Great, so completely free internet, with exactly as many strings attached as everyone else gets, even though they don't get theirs from Google. I don't see why people are complaining. Getting tracked is an issue completely orthogonal to the internet access Google is trying to give people.
I'm sure it's possible. I don't think NSA-style tracking of all requests would be in Google's best interest, as it wouldn't do wonders for their image.
Who is "they"? Google is an enormous organization that goes to great lengths to protect its image. As an organization, I think Google is more concerned with its image than jail.
I'd argue that Google-sponsored Internet is better than no Internet. Also I don't see any "digital enslavement" plans embedded in Google or Facebook initiative. Just giving those people Internet will be enough to benefit Google and Facebook hugely, as probably significant percent of newly connected will start using their services. They don't need to capture every single person, therefore they don't need to conspire to "enslave" anyone.
They do that so students grow up knowing one operating system: Windows. Such students grow up, graduate, and then feel more comfortable using it in the workplace (and at home); it ends up being a net positive for Microsoft. If schools didn't receive free Windows licenses, such schools might end up using Ubuntu! Imagine how that would affect Microsoft's future profits and product adoption if the next generation of workers (especially those potential .NET programmers, CTOs, etc) were more familiar and comfortable with Linux!

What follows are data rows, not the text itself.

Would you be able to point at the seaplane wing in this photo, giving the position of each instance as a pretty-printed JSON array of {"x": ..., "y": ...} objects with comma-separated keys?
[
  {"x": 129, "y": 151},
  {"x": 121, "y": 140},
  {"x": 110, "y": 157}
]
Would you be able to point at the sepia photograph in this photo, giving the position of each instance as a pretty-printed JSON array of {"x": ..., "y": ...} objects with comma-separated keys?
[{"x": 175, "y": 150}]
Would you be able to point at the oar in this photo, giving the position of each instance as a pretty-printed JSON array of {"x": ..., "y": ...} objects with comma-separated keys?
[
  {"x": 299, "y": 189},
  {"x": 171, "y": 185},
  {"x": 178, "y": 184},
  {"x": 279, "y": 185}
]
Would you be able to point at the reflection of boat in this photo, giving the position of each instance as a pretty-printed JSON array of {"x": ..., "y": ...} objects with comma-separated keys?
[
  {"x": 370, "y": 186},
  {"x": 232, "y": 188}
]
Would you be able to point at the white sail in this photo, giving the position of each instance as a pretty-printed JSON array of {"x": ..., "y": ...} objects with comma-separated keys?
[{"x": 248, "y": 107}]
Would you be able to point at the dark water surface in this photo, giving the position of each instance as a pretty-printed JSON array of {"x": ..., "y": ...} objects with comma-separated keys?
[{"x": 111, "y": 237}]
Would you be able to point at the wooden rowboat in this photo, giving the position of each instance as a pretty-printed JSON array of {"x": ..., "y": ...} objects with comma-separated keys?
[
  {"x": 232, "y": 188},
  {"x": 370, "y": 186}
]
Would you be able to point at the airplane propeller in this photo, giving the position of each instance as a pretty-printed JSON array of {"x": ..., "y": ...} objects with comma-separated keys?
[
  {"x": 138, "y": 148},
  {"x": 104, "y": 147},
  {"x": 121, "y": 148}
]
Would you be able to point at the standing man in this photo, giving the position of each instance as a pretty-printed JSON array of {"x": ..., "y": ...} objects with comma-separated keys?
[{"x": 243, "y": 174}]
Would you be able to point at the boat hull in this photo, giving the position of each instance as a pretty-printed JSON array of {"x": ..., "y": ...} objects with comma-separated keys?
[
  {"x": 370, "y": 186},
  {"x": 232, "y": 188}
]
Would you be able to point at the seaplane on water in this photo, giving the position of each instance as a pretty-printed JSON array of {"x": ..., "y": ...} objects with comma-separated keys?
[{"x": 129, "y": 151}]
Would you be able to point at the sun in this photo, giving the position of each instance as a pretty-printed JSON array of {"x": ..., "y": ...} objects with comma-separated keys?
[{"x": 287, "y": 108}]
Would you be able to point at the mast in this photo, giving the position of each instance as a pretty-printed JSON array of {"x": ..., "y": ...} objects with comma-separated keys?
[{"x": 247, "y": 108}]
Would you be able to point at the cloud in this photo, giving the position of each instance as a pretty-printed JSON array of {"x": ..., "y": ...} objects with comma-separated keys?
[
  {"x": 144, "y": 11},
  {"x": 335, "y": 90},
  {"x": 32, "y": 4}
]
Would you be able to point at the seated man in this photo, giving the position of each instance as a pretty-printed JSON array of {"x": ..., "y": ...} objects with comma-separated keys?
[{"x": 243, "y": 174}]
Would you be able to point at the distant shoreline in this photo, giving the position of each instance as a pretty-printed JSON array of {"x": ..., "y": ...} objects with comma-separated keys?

Come now, we don't talk about the Apple machines in almost every American elementary school from kindergarten on. Surely these children won't be trained into using Apple systems; the real imprinting will occur 10 years later when they take high school keyboarding classes.
Part of my favorite passage from the Aeneid :); the literal translation is a little different from the English phrase that's become popular, but I've always thought it amazing that people from that time period had the same insights we get from very modern situations. (see: quis custodiet ipsos custodes, Catullan love poetry, etc - it's a shame more Roman literature doesn't survive).
It doesn't have to be that way. It may be that way at the moment but the internet was originally built to be fault-tolerant and decentralized, and we can provide that alternative to the corporate dominated net.
Even if a "neutral ISP" was providing the access, they could always partner with a Google or Facebook to produce the same result.
Arguably some Internet is better than no Internet but I don't think there is a complete solution until there is enough competition at the local access that a user can choose between a completely open pipe and Google like alternatives?
Funny you should mention Coke. It turns out that these businesses desiring profits can pretty efficiently solve or make improvement to problems, like distribution, in places like Africa.[1]
Regardless of their motivation, either with balloons or wires, the deep pockets and ingenuity of Google and Facebook will connect people who aren't. And, they'll do it faster and more efficiently then government, charity.
Their "evil" desire for profits will benefit us, as Coke has, apparently.[2]
[1] http://www.thedailybeast.com/articles/2012/09/25/coke-applie... (2012)
[2] It's obviously not all roses, with the health concerns, etc. Point is that they solved a problem motivated by profit, and now health organizations, etc. are able to learn from that, directly or just by watching. They're moving us in generally the right direction.